Step 2: The power delivered to the inductor (work per unit time against back-EMF)

$$P = -\mathcal{E}_{\text{back}} \cdot I = LI\frac{dI}{dt}$$

Step 3: Integrate from I = 0 to I = I_f to find total energy stored

$$W = \int_0^{I_f} P\,dt = \int_0^{I_f} LI\,dI = L\left[\frac{I^2}{2}\right]_0^{I_f} = \frac{1}{2}LI_f^2$$

Step 4: For a solenoid, substitute L = μ₀n²Aℓ and B = μ₀nI

$$W = \frac{1}{2}(\mu_0 n^2 A\ell)I^2 = \frac{1}{2\mu_0}(\mu_0 nI)^2 \cdot (A\ell) = \frac{1}{2\mu_0}B^2 \cdot V$$

where $V = A\ell$ is the volume of the solenoid.

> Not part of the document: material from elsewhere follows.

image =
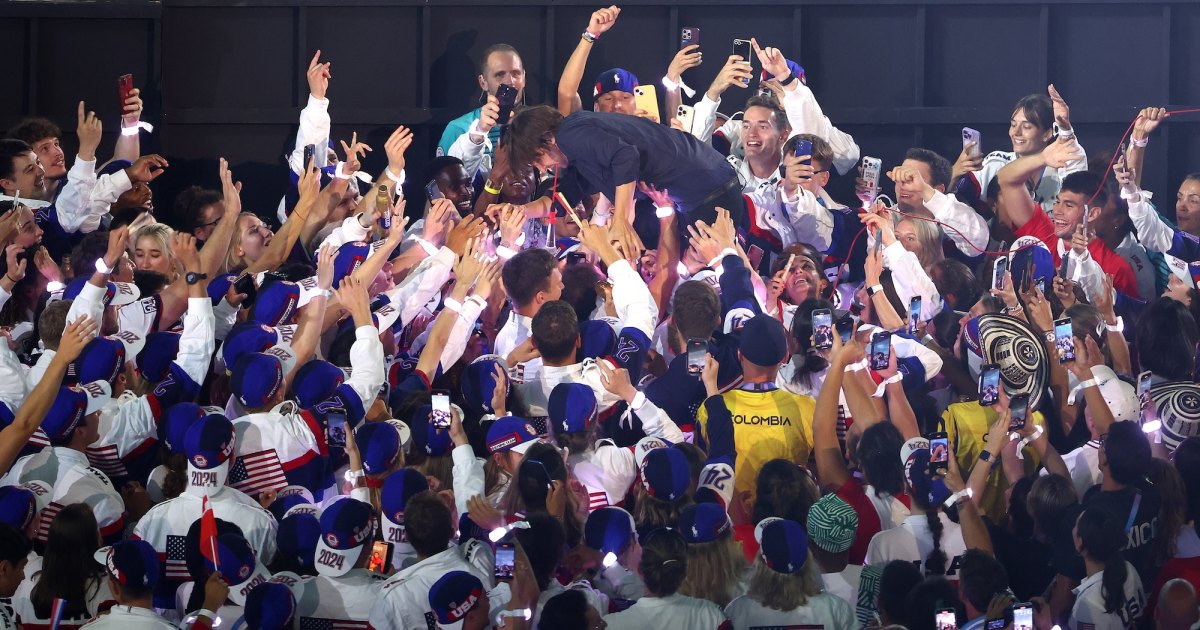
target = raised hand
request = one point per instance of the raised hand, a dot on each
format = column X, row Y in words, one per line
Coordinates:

Step 5: Identify the magnetic energy density

$$u_B = \frac{W}{V} = \frac{B^2}{2\mu_0}$$

Step 6: Generalize — for any magnetic field configuration, the total energy is the volume integral

$$\boxed{W = \frac{1}{2}LI^2 = \frac{1}{2\mu_0}\int_{\text{all space}} B^2\,d\tau}$$

The energy is stored in the magnetic field itself, distributed throughout space with density $u_B = B^2/(2\mu_0)$.